There are several reasons that the community has grown including a growing Hispanic population and open land in a growing region of the Chicago suburbs. But the city has also dramatically expanded in size:

Aurora, meanwhile, now covers 46 square miles compared with 35 in 1990 and 15 in 1970. It sprawls through four counties, six school districts and seven townships. But like Naperville in the last decade, the city could eventually be boxed in by neighbors, Greene said. And there’s also no guarantee that brisk growth from the 1990s through part of the 2000s will repeat when the economy improves.

The explanation for why Aurora is growing is very similar to what led to Naperville’s growth between 1960 and 2000: it is located near highways, it has a number of businesses, and there is plenty of room to expand and the city has annexed a lot of land. But as Naperville discovered, the growth only goes on for so long: eventually, the land runs out and then Aurora will become a different kind of place. As the end of the article notes, the long-term course of the city will likely include denser development near the center of the city.

At the same time, Naperville and Aurora’s growth are not quite the same: Naperville has long had a wealthier profile compared to Aurora’s status as an industrial satellite city (named as such in this 1915 work).  During the 1980s and 1990s, Naperville’s growth was quite unusual: Naperville was classified as the only boomburb outside of the South or West during the last two decades of the twentieth century. Naperville is quite well-off for a large community, has a history of high-tech companies dating back to the mid-1960s, has very low crime and poverty rates, and has a vibrant and popular downtown.

It will be interesting to watch in the coming years how Aurora, Joliet, Plainfield, and other suburbs in the southwest suburbs continue to grow.

Projecting the Muslim population in 2030 around the world

Pew has a new report on projecting the Muslim population around the world for 2030. You can look at separate reports by region and there is a lot of interesting information.
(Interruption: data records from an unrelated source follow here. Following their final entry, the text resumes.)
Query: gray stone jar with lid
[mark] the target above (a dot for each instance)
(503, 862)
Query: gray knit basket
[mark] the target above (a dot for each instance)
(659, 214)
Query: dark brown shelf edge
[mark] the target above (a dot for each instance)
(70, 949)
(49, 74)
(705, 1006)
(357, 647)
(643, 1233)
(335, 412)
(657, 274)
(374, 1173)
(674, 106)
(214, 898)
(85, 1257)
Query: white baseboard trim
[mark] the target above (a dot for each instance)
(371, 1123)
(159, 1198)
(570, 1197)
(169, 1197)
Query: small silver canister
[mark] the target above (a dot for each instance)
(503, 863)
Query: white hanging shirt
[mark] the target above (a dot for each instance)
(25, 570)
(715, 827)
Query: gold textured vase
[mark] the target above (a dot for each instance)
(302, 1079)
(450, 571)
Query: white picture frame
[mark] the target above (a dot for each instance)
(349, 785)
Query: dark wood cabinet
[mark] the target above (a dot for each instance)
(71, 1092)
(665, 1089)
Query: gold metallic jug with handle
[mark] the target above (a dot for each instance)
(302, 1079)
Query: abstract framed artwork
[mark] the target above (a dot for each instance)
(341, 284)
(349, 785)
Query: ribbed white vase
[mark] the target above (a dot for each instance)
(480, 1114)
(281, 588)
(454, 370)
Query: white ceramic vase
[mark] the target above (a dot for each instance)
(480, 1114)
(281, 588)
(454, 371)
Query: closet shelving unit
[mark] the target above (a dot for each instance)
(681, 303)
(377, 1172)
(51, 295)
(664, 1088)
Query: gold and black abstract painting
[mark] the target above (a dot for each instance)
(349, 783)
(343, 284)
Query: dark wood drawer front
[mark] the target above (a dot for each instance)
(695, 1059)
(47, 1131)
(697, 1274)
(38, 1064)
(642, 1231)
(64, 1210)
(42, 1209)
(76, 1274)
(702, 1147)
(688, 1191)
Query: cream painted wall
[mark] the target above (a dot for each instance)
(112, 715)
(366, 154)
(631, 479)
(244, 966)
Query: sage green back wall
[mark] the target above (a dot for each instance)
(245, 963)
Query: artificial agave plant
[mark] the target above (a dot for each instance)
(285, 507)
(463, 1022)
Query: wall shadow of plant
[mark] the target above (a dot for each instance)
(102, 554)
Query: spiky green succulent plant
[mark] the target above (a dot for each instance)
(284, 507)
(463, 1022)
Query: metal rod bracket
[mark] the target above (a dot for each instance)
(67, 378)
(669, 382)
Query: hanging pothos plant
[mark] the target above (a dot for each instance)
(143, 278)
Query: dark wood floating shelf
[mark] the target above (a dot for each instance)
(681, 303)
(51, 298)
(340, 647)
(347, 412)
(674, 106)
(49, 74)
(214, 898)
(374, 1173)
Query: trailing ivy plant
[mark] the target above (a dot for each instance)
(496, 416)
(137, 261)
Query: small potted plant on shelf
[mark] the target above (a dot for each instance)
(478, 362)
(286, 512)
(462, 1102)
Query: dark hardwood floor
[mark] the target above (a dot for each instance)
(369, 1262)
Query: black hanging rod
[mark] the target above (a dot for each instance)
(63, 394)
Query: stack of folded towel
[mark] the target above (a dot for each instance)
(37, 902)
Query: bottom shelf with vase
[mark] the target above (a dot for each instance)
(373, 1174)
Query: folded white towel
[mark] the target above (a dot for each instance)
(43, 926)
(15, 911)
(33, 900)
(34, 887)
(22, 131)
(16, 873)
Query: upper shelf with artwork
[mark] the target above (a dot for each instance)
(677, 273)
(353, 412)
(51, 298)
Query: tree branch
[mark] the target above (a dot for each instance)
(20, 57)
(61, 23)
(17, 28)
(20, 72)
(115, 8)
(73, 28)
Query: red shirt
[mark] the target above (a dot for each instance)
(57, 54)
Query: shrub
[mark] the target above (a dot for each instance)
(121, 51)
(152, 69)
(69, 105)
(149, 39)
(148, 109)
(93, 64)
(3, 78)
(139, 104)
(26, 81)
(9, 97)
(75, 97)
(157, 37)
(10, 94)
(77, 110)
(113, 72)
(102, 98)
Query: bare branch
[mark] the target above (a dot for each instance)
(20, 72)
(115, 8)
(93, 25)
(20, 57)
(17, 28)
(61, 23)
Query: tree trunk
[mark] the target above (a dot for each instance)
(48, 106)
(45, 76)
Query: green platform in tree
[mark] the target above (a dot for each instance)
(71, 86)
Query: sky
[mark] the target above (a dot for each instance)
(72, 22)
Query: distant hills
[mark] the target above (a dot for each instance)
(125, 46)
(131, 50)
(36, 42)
If you look at the data for the United States, the prediction is that there will be 6.2 million Muslims by 2030. This is still a relatively small percentage compared to the total population though this would be a 140% increase. The numbers for Europe are quite different: the projection is France, Belgium, and Russia will be more than 10% Muslim.

Lots of good data here on everything from fertility rates to migration to age breakdowns.